Między PiS a Konfederacją trwa wymiana ciosów
Źródło PAP związane z PiS podkreśliło, że należy zadać pytanie, „czy za chwilę politycy Konfederacji nie wykopią tak głębokich rowów, że będzie potem ciężko je zakopać”. Źródło zwróciło uwagę, że obecnie w mediach społecznościowych między politykami PiS a Konfederacji trwa „wymiana ciosów”. „Więc nie wydaje mi się, żeby była jakaś dobra atmosfera do rozmów” – ocenił.
We wtorek lider Nowej Nadziei Sławomir Mentzen opublikował na swoim kanale na YouTube film dot. jego sprzeciwu ws. podpisania tzw. „Deklaracji polskiej”. – Kaczyński do tej pory zniszczył i nie tylko politycznie, ale również fizycznie, psychicznie każdego poprzedniego swojego koalicjanta. To jest polityczny gangster – ocenił polityk Konfederacji.

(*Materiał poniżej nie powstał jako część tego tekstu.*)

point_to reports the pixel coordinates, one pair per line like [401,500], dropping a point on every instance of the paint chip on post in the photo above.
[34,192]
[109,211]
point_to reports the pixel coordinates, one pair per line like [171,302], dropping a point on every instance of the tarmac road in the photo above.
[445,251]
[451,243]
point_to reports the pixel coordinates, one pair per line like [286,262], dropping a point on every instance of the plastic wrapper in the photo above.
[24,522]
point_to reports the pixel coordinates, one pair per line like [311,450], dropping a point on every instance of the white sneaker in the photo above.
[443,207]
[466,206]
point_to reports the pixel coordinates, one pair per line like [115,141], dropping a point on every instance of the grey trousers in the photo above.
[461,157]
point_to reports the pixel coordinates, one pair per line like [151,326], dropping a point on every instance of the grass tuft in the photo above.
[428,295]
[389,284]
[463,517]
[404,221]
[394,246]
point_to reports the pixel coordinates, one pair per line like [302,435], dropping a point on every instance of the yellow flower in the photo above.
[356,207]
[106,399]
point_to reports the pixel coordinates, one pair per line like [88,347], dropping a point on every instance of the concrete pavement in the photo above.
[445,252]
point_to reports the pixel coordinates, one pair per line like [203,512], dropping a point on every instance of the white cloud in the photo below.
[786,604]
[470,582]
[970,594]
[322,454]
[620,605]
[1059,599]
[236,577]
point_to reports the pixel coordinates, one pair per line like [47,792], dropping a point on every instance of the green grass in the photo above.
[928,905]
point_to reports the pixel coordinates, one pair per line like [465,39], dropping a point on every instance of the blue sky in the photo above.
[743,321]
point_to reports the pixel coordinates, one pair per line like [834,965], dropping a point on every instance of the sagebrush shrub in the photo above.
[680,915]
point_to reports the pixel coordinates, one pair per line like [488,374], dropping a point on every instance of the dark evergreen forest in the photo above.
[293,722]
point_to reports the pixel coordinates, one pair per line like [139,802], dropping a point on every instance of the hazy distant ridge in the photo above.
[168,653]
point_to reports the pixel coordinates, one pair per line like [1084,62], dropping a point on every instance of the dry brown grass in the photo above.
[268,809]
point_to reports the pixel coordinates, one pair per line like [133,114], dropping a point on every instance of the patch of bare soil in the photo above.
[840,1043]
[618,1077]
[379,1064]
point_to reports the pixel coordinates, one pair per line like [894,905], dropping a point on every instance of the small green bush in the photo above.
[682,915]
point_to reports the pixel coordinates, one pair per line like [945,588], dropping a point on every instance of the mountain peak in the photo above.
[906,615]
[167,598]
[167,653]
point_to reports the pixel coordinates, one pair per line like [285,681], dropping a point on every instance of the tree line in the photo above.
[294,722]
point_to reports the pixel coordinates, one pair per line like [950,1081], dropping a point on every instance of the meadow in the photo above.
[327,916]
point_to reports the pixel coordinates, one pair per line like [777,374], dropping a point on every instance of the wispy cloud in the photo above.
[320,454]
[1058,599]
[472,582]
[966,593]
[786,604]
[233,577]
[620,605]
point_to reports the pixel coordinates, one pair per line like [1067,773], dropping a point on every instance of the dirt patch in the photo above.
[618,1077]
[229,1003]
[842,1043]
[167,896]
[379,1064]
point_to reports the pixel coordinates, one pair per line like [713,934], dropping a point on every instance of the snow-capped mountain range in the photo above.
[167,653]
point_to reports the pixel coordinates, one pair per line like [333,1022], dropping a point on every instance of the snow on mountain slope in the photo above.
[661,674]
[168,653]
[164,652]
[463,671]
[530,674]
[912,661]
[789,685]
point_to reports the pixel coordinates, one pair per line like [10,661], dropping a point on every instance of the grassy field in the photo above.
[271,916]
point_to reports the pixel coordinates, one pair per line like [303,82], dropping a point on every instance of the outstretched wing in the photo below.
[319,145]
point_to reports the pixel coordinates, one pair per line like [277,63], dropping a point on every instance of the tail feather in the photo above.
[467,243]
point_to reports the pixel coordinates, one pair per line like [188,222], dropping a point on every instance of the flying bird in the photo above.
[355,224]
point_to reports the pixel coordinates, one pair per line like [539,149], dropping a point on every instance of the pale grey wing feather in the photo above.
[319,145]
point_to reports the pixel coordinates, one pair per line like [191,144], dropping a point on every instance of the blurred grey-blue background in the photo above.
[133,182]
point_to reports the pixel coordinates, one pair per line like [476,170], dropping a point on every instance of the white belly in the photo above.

Film krytycznie skomentowało wielu polityków PiS, na co z kolei również krytycznie zareagowali posłowie Konfederacji. Na platformie X m.in. wiceszef PiS Przemysław Czarnek ocenił, że Mentzen przekroczył „granice nawet niekulturalnej polemiki”. – Nazwanie Jarosława Kaczyńskiego „politycznym gangsterem” i stawianie go na równi z Donaldem Tuskiem dla nas jest nieakceptowalne – podkreślił dla PAP rozmówca związany z PiS.